Hewitt also explained to TV Line why she’s relieved Maddie and Chimney didn’t get back together as soon as she got back to LA.

“Anyone who’s been in any sort of treatment needs to reacclimate themselves to life. They need to get back into their old clothes, their old shoes, their old ways and bring the new things with them.”

“From he moment she is able to go, ‘I am ready to be a mom again and I can do that,’ she’s going to full into being a mom again,” she said. “That is for the rest of the season. There are no more weird or unsure moments with that baby. She is just happy to be a mom again, and feel confident and good about her ability to do so.”

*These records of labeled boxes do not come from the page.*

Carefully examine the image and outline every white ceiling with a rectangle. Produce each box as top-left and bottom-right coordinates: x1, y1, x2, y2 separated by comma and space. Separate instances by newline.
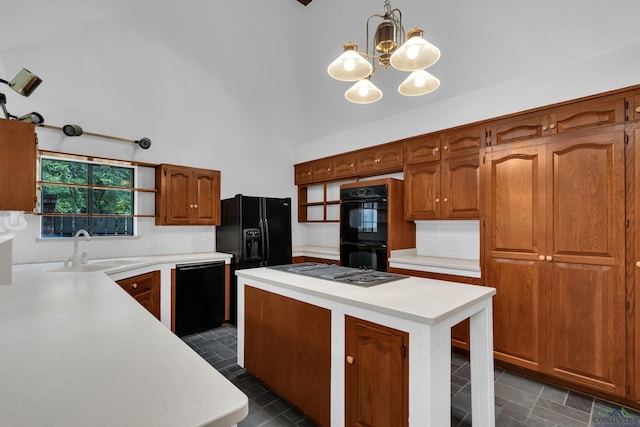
0, 0, 640, 143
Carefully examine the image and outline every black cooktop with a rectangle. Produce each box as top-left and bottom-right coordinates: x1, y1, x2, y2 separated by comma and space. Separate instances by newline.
268, 262, 409, 287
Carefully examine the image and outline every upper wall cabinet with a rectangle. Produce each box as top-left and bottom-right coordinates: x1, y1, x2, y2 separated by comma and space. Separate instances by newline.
486, 95, 625, 146
156, 164, 220, 225
356, 142, 404, 175
0, 119, 38, 212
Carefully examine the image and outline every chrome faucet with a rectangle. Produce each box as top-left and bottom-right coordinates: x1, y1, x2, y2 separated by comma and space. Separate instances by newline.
64, 230, 91, 265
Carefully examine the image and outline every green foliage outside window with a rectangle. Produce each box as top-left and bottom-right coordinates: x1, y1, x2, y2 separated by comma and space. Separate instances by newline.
41, 158, 134, 237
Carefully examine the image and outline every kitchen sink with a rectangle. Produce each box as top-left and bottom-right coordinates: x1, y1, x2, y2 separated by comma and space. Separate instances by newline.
48, 258, 144, 273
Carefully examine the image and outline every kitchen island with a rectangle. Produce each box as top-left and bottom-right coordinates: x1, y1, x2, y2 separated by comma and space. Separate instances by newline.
236, 268, 495, 427
0, 271, 248, 427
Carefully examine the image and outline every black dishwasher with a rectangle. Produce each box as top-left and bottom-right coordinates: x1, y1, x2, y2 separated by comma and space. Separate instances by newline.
175, 261, 225, 336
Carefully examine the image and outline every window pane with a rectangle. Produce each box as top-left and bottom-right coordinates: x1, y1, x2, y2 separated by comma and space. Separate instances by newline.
42, 185, 88, 213
41, 157, 135, 237
91, 190, 133, 215
42, 158, 89, 184
91, 165, 133, 188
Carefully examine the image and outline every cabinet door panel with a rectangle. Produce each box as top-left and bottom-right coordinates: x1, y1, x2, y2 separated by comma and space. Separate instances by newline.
442, 126, 485, 159
194, 171, 220, 225
551, 97, 625, 134
491, 114, 549, 145
485, 146, 545, 370
165, 169, 192, 224
378, 143, 404, 170
245, 286, 331, 426
0, 119, 37, 213
345, 316, 409, 427
295, 163, 313, 185
404, 162, 441, 220
442, 156, 480, 218
547, 132, 626, 396
333, 154, 356, 178
405, 135, 441, 164
313, 159, 333, 182
356, 150, 378, 173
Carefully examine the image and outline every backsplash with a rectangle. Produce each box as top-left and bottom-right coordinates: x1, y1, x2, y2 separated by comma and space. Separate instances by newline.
416, 220, 480, 260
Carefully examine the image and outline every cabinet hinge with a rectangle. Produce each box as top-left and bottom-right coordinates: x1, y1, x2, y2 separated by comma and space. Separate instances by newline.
624, 99, 629, 122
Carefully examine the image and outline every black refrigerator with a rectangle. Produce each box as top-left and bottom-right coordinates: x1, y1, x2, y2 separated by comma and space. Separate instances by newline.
216, 194, 291, 324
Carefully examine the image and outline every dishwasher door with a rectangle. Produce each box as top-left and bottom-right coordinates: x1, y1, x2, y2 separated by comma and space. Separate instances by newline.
174, 261, 226, 336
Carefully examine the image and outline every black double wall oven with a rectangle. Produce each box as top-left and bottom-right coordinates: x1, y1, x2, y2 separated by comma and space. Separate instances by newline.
340, 185, 387, 271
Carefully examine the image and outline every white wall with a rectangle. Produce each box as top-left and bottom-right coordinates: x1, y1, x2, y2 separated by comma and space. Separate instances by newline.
0, 0, 304, 263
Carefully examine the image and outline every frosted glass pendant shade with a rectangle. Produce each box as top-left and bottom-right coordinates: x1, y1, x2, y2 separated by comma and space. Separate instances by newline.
398, 70, 440, 96
391, 28, 440, 71
327, 43, 373, 82
344, 79, 382, 104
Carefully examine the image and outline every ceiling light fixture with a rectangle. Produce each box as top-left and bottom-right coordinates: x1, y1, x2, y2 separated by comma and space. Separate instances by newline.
0, 68, 44, 124
327, 0, 440, 104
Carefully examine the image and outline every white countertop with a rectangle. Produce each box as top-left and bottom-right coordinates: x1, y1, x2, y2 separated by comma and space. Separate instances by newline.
389, 249, 480, 278
236, 267, 496, 325
0, 260, 248, 427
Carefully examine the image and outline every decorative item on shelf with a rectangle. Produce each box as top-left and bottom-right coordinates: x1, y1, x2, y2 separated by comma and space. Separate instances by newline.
0, 68, 44, 124
42, 125, 151, 150
327, 0, 440, 104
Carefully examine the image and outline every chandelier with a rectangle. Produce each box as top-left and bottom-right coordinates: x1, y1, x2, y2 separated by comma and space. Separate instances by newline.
327, 0, 440, 104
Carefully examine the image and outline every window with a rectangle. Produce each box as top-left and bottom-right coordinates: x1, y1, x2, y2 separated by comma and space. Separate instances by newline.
39, 156, 136, 238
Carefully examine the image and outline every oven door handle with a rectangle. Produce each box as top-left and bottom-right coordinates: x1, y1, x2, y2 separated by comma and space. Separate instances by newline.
340, 198, 387, 205
342, 241, 387, 249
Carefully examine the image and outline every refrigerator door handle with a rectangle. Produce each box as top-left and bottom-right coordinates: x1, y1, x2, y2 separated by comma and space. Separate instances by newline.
264, 218, 271, 266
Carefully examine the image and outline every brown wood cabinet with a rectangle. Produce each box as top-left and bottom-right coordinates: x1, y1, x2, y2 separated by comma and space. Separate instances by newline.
486, 94, 625, 145
244, 286, 331, 427
345, 316, 409, 427
356, 142, 404, 175
0, 119, 38, 213
156, 164, 220, 225
116, 270, 160, 320
404, 154, 480, 220
484, 126, 626, 396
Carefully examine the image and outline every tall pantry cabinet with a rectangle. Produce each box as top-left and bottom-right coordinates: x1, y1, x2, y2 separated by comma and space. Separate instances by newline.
482, 125, 626, 397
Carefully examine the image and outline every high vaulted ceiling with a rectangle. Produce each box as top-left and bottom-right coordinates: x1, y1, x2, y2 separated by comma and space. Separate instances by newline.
0, 0, 640, 147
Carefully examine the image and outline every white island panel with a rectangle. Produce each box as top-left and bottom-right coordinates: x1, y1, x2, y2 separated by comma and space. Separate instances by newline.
236, 268, 495, 427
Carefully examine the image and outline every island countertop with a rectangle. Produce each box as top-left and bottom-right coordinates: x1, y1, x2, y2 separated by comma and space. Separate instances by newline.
236, 267, 496, 325
0, 271, 248, 426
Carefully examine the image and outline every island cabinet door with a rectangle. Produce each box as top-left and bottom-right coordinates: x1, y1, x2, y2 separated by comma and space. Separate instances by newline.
244, 286, 331, 427
345, 316, 409, 427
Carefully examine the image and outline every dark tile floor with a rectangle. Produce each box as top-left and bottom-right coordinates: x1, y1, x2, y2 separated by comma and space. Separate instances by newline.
182, 325, 640, 427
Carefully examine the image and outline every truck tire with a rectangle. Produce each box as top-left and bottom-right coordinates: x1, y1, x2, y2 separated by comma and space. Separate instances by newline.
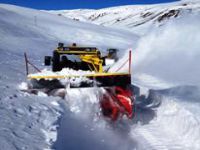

In addition, in March 2022, Hewitt discussed how Maddie’s postpartum depression was similar to “versions of” her own postpartum experiences throughout her three pregnancies in an interview with Entertainment Today. The challenge of returning to work with a baby who is now four or five months old is what makes this chapter so intriguing.

she said-

“I was so very much in my own postpartum journey. Having to play Maddie in the middle of hers, which is a little bit different than mine, but having to do that every day—it was really hard. But it was also very cathartic and really interesting. I feel it kind of helped me in my own journey, sort of pushed through faster and be able to have a place to put it and to understand all those things that we could go through as women.”

She continued-

“It was scary for sure because I was like, ‘Wow, this is intense.’ I know the storyline a little too well at the moment… and being a mom with two other kids, you have to come home from doing all that stuff during the day and then you have to be smiley and have rainbows shooting out of your eyeballs because they need joy and happiness.”

“It was a lot to balance, but it was very, very important to me, for the audience, to tell the story. For women out there to tell the story and the story really handles more than just postpartum depression. It handles depression in general and it handles people that feel maybe suicide is an option for them. We really run the gamut. We talk about all of the things that wrap back into the story and it was very important.